Is the stock market giving you a case of mental whiplash? The market rallies on hints that Europe's leaders will manage the massive Greek debt restructuring. But wait -- maybe European politicians lack the political will to cope with the Mediterranean sovereign debt crisis -- and stocks retreat.

The high-octane market turmoil is also being fueled by a two-decade-old innovation: exchange-traded funds or ETFs. Market regulators fear that the ETF market could be a bubble in the making. The heightened scrutiny of the market is welcome and, hopefully, will stave off problems.

Readers of this column know I'm a long-time fan of so-called passive index investing. Investing in low-fee, broad-based equity index mutual funds and bond index funds has moved over the past three decades from the margins of Wall Street to a Main Street mainstay investment. Nobel laureate William Sharpe rightly called indexing "a dull, boring way to be a better investor than many of your friends."

There is nothing dull and boring about ETFs. They offer investors an alternative way to take a stake in the performance of an index. An ETF is based on an underlying index but it can be continuously bought and sold on an exchange just like a stock.

Here's the rub: The rapid growth of ETFs and the market's embrace of speculative returns. The history of finance is to turn a good idea that addresses a need into a bad product that feeds the speculative frenzy of the crowd. A recent example is mortgage securitization. Wall Street tapped into the securitization technology to bring much-needed capital into the U.S. housing market in the 1980s. The product eventually evolved into highly toxic collateralized debt obligations -- CDOs -- in the 2000s. Investors took a huge hit when the CDO boom went bust.

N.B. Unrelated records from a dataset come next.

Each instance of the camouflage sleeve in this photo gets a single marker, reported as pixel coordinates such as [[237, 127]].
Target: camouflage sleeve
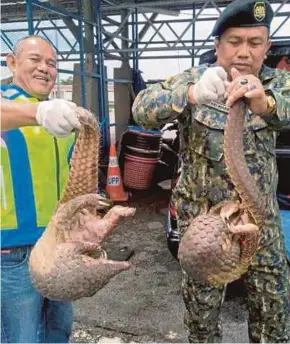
[[161, 103], [281, 118]]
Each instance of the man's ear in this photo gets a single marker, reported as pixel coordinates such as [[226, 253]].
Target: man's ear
[[216, 44], [11, 62]]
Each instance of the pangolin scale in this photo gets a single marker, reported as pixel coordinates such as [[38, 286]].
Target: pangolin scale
[[61, 263], [218, 247]]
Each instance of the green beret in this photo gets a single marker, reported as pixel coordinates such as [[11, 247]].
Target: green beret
[[244, 13]]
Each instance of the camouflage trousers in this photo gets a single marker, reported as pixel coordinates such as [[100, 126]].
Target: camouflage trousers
[[267, 283]]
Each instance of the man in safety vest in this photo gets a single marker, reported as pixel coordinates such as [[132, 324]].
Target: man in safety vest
[[34, 169]]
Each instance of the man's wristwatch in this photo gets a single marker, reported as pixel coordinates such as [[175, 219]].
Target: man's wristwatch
[[271, 104]]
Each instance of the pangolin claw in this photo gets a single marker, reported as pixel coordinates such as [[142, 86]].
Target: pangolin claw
[[67, 262], [217, 247]]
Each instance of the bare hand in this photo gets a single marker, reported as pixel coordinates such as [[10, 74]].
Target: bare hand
[[252, 90]]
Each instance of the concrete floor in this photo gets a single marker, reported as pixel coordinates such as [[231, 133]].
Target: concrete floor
[[145, 303]]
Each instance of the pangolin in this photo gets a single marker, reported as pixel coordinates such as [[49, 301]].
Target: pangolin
[[67, 262], [217, 247]]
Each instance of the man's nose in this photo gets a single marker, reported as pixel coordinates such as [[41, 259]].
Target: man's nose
[[42, 66]]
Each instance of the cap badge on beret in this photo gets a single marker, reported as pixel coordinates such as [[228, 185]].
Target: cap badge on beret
[[259, 11]]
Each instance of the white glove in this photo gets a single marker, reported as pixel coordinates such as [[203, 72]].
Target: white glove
[[211, 86], [58, 117]]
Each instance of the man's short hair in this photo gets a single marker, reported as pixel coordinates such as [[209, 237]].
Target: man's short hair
[[17, 47]]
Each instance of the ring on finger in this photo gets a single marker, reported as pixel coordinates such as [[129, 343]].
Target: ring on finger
[[243, 82]]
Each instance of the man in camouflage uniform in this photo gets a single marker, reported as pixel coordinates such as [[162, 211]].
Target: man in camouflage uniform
[[197, 98]]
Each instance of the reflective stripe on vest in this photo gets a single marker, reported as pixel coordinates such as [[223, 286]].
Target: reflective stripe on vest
[[34, 167]]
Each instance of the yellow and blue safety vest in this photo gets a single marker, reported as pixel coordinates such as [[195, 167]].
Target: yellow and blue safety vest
[[34, 170]]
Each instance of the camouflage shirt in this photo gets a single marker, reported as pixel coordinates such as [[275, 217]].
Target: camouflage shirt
[[204, 181]]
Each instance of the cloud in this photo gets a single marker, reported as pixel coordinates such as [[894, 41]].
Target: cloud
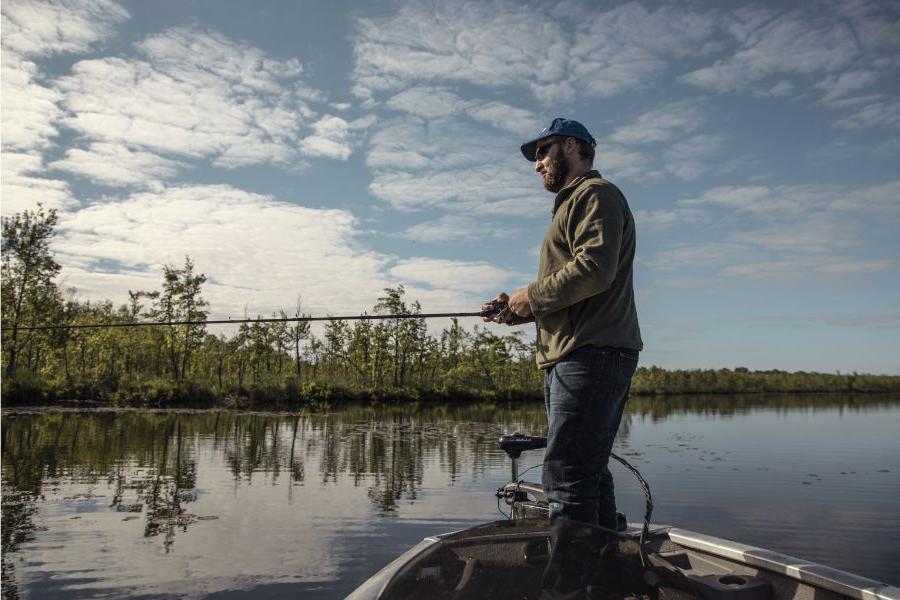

History may not repeat itself, but it certainly seems to rhyme when it comes to ETFs. It has been transformed from a plain-vanilla, low-cost index-investing option into highly risky, complex and opaque security.

Many of the newer ETFs rely on derivative securities to leverage potential returns -- and potential losses. The market is rank with conflicts of interest. It lacks due diligence and sufficient regulatory oversight. Put it this way: It's easy to get into trouble buying complex investments and financial strategies. Yes, there is still a role for the "old-fashioned" ETF for some long-term investors. But for most people there's too much fast money at play.